Манускрипт, найденный Аделиной минувшей ночью, не раз приходил ей на память в течение дня, но либо она была в эти минуты чересчур озабочена текущими событиями, либо слишком опасалась чьего-либо вторжения, чтобы позволить себе углубиться в него. Теперь она вынула рукопись из ящика, куда спрятала ее ранее, и, собираясь проглядеть лишь несколько первых страниц, села на край кровати.

С живым интересом развернула она манускрипт, выцветшие и почти стершиеся чернила которого далеко не сразу вознаградили ее исследовательское рвение. Первые слова были утеряны совершенно, однако само повествование начиналось со следующих фраз:

«О ты, кто бы ты ни был, кого случай или несчастье приведут когда-нибудь в это место, — к тебе обращаюсь я, тебе поведаю о моих злоключениях и тебя прошу отмстить за них.

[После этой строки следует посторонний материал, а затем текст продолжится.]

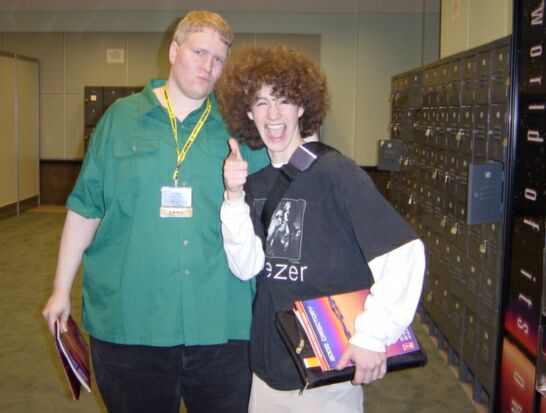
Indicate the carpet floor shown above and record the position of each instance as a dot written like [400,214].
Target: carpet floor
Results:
[32,378]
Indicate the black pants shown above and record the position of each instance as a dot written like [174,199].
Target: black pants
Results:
[210,379]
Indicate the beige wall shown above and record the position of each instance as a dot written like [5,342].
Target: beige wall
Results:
[469,23]
[358,52]
[19,156]
[8,143]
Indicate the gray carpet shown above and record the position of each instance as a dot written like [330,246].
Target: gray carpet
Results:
[32,380]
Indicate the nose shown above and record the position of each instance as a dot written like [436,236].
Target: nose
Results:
[207,64]
[273,112]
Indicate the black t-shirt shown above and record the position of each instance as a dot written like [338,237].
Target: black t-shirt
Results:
[329,223]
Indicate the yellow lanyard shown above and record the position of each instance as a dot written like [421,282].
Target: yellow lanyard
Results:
[181,154]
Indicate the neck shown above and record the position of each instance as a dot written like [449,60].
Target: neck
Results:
[181,104]
[280,158]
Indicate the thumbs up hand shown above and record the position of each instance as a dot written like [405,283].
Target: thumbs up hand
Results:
[235,171]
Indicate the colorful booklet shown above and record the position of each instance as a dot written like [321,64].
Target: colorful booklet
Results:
[74,355]
[329,324]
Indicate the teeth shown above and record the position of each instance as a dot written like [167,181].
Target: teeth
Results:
[275,130]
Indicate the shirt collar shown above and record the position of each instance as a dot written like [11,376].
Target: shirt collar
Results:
[150,102]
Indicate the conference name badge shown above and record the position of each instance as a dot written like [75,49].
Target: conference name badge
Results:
[176,202]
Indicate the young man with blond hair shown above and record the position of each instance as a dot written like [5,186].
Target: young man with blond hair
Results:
[166,320]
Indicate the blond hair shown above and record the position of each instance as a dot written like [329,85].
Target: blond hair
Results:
[196,21]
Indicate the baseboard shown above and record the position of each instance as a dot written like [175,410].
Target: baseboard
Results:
[57,178]
[8,210]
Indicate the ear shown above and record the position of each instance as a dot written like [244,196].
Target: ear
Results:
[173,50]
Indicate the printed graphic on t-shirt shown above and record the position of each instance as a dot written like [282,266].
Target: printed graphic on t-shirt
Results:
[286,229]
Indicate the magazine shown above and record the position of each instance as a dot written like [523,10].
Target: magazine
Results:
[328,322]
[74,355]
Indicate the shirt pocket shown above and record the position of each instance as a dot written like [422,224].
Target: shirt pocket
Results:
[136,161]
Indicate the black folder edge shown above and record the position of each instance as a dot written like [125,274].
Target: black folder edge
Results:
[292,333]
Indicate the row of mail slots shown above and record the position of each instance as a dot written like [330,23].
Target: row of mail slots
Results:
[446,153]
[96,100]
[99,98]
[479,130]
[479,76]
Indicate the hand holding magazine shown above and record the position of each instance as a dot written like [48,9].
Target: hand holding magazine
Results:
[318,331]
[74,355]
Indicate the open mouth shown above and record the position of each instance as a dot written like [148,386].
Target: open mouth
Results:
[276,131]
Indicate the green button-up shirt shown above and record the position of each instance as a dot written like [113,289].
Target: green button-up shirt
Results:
[151,280]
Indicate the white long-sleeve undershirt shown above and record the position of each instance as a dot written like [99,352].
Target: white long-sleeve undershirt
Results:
[398,278]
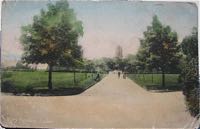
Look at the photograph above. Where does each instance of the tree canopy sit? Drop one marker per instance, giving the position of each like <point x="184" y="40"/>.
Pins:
<point x="52" y="38"/>
<point x="159" y="48"/>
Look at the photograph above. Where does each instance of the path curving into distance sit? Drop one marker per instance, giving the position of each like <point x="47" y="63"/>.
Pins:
<point x="111" y="103"/>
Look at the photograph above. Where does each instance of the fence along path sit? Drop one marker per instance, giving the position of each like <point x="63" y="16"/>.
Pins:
<point x="112" y="102"/>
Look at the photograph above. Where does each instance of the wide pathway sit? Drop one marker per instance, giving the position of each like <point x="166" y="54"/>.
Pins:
<point x="111" y="103"/>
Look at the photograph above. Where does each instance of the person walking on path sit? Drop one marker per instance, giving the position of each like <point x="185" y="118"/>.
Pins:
<point x="118" y="74"/>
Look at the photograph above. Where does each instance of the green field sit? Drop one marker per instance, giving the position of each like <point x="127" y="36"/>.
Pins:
<point x="36" y="82"/>
<point x="154" y="81"/>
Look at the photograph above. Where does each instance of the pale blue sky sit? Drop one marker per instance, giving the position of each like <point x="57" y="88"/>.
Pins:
<point x="106" y="24"/>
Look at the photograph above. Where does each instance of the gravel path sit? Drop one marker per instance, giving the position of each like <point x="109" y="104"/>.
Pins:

Тщетная надежда! И все же есть некоторое утешение в том, чтобы верить: однажды мои писания увидит ближний, повесть о муках моих однажды пробудит, быть может, сострадание в чувствительном сердце.

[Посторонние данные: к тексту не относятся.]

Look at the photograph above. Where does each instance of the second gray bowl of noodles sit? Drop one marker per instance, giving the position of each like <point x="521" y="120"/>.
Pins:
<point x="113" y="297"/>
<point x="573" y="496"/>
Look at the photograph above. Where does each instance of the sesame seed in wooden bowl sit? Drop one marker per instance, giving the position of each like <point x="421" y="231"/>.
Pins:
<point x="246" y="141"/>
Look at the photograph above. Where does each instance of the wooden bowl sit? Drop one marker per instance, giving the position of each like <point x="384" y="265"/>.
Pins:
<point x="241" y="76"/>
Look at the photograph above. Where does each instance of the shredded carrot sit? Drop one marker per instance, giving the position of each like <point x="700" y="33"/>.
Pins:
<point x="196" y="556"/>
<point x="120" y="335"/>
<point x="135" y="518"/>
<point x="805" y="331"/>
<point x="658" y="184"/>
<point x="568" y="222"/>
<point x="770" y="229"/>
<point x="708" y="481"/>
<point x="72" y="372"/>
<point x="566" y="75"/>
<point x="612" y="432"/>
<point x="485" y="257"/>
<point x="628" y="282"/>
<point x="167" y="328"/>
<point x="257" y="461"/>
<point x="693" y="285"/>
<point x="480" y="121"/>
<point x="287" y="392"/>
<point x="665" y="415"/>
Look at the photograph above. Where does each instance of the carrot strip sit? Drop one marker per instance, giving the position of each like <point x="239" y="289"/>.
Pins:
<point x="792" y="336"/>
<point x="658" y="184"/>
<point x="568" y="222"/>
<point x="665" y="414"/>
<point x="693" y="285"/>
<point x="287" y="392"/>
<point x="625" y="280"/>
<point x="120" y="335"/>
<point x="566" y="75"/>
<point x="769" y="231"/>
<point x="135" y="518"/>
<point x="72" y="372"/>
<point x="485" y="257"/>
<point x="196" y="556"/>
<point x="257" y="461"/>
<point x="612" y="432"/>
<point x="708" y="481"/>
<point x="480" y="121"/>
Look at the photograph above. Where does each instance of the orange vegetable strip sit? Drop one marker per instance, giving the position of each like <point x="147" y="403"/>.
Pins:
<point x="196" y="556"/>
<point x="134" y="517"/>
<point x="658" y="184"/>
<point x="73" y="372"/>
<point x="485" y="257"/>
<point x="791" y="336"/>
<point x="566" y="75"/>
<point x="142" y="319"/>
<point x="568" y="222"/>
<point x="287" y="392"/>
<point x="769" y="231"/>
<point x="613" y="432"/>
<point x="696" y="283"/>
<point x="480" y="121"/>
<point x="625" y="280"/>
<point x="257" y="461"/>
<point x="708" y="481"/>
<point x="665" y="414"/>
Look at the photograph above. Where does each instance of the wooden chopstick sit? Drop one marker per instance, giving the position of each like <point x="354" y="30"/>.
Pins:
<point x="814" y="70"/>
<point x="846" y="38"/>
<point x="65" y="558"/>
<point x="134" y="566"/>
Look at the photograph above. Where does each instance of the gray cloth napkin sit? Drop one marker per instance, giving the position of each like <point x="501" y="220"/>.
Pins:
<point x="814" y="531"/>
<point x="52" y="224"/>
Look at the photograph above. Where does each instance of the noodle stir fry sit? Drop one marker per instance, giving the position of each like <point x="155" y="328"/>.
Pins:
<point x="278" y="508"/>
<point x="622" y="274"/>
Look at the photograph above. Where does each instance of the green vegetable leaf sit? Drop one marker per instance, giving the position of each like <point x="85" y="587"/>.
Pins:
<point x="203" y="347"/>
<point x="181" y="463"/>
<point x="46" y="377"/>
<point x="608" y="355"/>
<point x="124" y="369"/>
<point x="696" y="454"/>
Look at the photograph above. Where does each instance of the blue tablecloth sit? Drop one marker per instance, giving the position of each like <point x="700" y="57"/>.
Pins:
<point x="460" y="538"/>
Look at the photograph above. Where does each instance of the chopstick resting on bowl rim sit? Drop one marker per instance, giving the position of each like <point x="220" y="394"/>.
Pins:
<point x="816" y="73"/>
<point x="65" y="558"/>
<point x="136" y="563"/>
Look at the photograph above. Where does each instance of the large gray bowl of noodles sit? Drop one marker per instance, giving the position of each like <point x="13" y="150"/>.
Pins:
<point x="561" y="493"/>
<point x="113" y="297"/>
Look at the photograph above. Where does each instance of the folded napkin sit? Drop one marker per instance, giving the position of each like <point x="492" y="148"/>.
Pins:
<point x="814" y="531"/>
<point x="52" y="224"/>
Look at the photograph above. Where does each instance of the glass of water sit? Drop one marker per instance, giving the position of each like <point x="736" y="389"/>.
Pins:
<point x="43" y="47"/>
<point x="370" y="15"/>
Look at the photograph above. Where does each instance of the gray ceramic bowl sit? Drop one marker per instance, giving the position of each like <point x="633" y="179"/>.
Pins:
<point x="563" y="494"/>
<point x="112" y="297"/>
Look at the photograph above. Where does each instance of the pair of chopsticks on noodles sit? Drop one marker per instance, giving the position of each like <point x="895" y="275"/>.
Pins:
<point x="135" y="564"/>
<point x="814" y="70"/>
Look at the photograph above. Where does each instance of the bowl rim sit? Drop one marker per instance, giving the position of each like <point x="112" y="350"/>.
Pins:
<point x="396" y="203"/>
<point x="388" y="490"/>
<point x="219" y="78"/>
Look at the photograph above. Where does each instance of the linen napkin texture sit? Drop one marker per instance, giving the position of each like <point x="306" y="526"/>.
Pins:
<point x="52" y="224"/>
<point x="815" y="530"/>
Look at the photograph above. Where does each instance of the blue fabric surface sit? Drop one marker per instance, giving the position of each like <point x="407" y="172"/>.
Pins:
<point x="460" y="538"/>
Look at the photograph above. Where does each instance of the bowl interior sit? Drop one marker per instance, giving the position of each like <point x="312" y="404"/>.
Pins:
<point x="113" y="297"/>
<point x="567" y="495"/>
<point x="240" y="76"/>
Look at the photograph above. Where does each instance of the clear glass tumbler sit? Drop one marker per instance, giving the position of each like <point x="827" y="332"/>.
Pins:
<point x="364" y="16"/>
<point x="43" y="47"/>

Но все же удержи свои слезы — жалость твоя теперь бесполезна. Давно уже прекратились мучения и стихли жалобные стоны. Это слабость — желать сострадания, ощутить которое невозможно, пока смерть не упокоит меня и я не вкушу (на что уповаю) вечного блаженства.

Итак, узнай, что в ночь двенадцатого октября 1642 года по дороге на Ко, на том самом месте, где воздвигнута была колонна в память о бессмертном Генрихе, я был схвачен четырьмя головорезами, которые, искалечив слуг моих, привезли меня через пустынные степи и густой лес в это аббатство. Они вели себя не как обычные бандиты, и скоро я понял, что их наняла некая высокопоставленная особа для совершения ужасного злодеяния. Напрасны были мои-мольбы и деньги, предложенные им, дабы они открыли имя нанимателя и отказались от своего замысла. Они не желали сообщить хотя бы самые ничтожные сведения о своих планах.

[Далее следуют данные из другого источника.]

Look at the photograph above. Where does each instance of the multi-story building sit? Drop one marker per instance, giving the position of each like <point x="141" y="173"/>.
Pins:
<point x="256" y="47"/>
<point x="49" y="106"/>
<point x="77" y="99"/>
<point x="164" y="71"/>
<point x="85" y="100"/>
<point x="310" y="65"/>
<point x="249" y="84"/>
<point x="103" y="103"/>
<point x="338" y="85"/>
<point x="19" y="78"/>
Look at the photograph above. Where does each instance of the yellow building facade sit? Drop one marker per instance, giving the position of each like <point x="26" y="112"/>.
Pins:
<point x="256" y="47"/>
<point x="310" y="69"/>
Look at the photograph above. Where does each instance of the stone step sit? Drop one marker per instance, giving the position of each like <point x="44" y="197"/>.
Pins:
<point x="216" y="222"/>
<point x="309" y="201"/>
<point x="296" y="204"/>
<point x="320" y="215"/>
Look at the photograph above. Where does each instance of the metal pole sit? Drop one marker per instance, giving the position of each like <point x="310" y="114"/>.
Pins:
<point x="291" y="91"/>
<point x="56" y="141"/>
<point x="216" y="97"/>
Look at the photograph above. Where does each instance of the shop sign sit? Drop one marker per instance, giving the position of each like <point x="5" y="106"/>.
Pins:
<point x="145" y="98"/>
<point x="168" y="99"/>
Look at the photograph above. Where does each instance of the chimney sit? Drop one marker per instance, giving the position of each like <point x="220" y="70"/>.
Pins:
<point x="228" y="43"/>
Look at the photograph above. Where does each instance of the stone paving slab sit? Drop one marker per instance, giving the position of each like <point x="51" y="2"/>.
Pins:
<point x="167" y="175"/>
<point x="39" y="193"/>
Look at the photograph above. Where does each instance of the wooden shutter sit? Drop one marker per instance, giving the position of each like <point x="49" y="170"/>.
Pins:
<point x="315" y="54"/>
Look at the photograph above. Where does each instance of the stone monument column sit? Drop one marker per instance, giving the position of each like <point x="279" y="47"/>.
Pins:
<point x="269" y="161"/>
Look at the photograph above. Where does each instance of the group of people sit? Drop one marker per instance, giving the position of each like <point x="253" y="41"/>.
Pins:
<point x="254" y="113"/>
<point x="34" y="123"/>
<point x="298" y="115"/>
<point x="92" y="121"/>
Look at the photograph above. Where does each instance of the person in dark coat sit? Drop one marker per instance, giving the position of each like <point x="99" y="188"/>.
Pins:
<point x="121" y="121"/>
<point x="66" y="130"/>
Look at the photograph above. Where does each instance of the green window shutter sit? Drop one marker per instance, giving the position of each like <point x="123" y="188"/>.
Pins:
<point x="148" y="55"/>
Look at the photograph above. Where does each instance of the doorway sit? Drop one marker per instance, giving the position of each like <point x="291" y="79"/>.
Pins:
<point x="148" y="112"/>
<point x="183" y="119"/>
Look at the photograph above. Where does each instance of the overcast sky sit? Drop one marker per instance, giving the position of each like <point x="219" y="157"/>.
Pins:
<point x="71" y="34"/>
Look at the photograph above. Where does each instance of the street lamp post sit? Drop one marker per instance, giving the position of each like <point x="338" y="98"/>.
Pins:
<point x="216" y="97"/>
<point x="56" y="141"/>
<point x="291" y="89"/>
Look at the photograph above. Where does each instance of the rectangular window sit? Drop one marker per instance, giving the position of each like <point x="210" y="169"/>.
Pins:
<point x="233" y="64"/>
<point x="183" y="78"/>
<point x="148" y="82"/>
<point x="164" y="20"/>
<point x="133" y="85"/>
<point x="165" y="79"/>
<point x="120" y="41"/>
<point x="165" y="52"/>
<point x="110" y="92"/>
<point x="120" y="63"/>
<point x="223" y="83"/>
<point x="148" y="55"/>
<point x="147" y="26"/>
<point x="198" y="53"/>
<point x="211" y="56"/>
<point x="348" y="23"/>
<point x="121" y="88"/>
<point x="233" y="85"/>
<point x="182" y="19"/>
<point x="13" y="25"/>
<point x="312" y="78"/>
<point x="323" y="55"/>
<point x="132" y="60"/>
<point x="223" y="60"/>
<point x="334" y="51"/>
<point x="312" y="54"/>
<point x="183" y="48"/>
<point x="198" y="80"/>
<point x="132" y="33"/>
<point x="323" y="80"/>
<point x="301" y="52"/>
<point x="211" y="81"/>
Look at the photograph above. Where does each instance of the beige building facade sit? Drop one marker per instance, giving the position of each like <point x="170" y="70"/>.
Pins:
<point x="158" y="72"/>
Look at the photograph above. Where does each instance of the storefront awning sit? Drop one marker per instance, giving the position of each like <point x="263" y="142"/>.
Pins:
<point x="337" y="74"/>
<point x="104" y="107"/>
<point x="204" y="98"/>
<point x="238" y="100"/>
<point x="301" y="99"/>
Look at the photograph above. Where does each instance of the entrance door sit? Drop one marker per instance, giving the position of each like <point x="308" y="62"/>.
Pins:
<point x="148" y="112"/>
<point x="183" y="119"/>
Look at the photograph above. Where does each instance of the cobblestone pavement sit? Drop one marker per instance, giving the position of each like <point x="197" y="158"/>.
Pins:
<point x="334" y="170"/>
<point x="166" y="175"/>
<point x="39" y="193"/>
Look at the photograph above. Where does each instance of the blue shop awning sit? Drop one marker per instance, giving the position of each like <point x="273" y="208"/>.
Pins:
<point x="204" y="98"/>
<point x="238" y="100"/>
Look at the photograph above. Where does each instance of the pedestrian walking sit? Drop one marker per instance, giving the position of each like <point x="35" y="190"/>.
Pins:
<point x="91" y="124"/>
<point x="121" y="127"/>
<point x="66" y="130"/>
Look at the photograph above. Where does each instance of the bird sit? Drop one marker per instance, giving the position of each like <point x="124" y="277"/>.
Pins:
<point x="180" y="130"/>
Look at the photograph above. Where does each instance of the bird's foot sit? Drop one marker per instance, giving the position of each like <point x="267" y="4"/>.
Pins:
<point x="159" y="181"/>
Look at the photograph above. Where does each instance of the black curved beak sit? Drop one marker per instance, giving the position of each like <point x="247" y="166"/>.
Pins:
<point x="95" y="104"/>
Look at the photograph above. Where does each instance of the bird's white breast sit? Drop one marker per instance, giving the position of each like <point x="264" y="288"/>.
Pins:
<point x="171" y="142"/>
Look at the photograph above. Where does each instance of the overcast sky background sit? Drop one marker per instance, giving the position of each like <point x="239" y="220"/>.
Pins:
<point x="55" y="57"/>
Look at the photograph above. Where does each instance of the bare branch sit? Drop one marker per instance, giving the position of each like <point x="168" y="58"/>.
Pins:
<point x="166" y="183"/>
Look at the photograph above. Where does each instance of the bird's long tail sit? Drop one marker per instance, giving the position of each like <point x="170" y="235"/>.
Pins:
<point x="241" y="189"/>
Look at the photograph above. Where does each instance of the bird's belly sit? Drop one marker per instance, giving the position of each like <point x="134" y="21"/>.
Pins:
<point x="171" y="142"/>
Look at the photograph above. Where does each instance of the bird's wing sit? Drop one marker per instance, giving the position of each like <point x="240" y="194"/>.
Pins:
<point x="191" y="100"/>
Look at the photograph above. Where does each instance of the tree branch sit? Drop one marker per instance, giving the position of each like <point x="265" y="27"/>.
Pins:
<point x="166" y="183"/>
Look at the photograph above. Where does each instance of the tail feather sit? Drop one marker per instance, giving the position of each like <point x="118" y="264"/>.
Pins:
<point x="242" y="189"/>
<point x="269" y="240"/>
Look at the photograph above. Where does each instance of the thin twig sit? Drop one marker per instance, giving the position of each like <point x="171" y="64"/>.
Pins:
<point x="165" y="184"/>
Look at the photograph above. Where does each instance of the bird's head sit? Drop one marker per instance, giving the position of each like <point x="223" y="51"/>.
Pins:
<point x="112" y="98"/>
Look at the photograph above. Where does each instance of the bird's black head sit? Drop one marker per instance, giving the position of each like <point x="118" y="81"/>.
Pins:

Но когда после долгого путешествия они привезли меня в это аббатство, их подлый наниматель сразу стал очевиден, а чудовищный его замысел более чем ясен. Все громы небесные обрушились на мою беззащитную голову! О мужество! Закали мое сердце, чтобы…»

Фитиль в лампе Аделины догорал, и блеклые чернила при столь слабом освещении делали напрасными все ее усилия разобрать буквы. Принести свечу снизу было невозможно, не выдав того, что она все еще бодрствует — а это могло вызвать вопросы и потребовало бы объяснений, в которые она не желала вдаваться. Таким образом, вынужденная прервать изучение рукописи, которая по многим причинам чрезвычайно ее волновала, она улеглась наконец на свое скромное ложе.

То, что она успела прочитать в манускрипте, пробудило в ней мучительный интерес к судьбе его автора, страшные картины закружились в мозгу. «В этих самых комнатах!» — воскликнула она и, задрожав, закрыла глаза. Наконец она услышала, как мадам Ла Мотт прошла в свою комнату, и фантомы страха постепенно рассеялись, позволив ей отойти ко сну.

Утром ее разбудила мадам Ла Мотт, и, к своему разочарованию, Аделина обнаружила, что проспала значительно дольше обычного, так что уже не успеет вернуться к изучению рукописи. Ла Мотт вышел к завтраку мрачнее обычного, мадам Ла Мотт тоже выглядела грустной, что Аделина приписала тревоге за нее. Едва они позавтракали, как топот копыт уведомил их, что кто-то приехал; Аделина подошла к оконной нише и увидела спешившегося у дверей маркиза. Она поспешно отступила назад и, забыв о просьбе Ла Мотта, быстрым шагом стала подниматься в свою комнату; однако маркиз, уже входивший в залу и видевший, что она уходила, с вопросительным видом повернулся к Ла Мотту. Ла Мотт окликнул Аделину и, многозначительно нахмурившись, тем напомнил ей о ее обещании. Аделина призвала на помощь все свое мужество и все-таки подошла, очевидно взволнованная; маркиз отнесся к ней с обычной своей непринужденностью в манерах; выглядел он веселым.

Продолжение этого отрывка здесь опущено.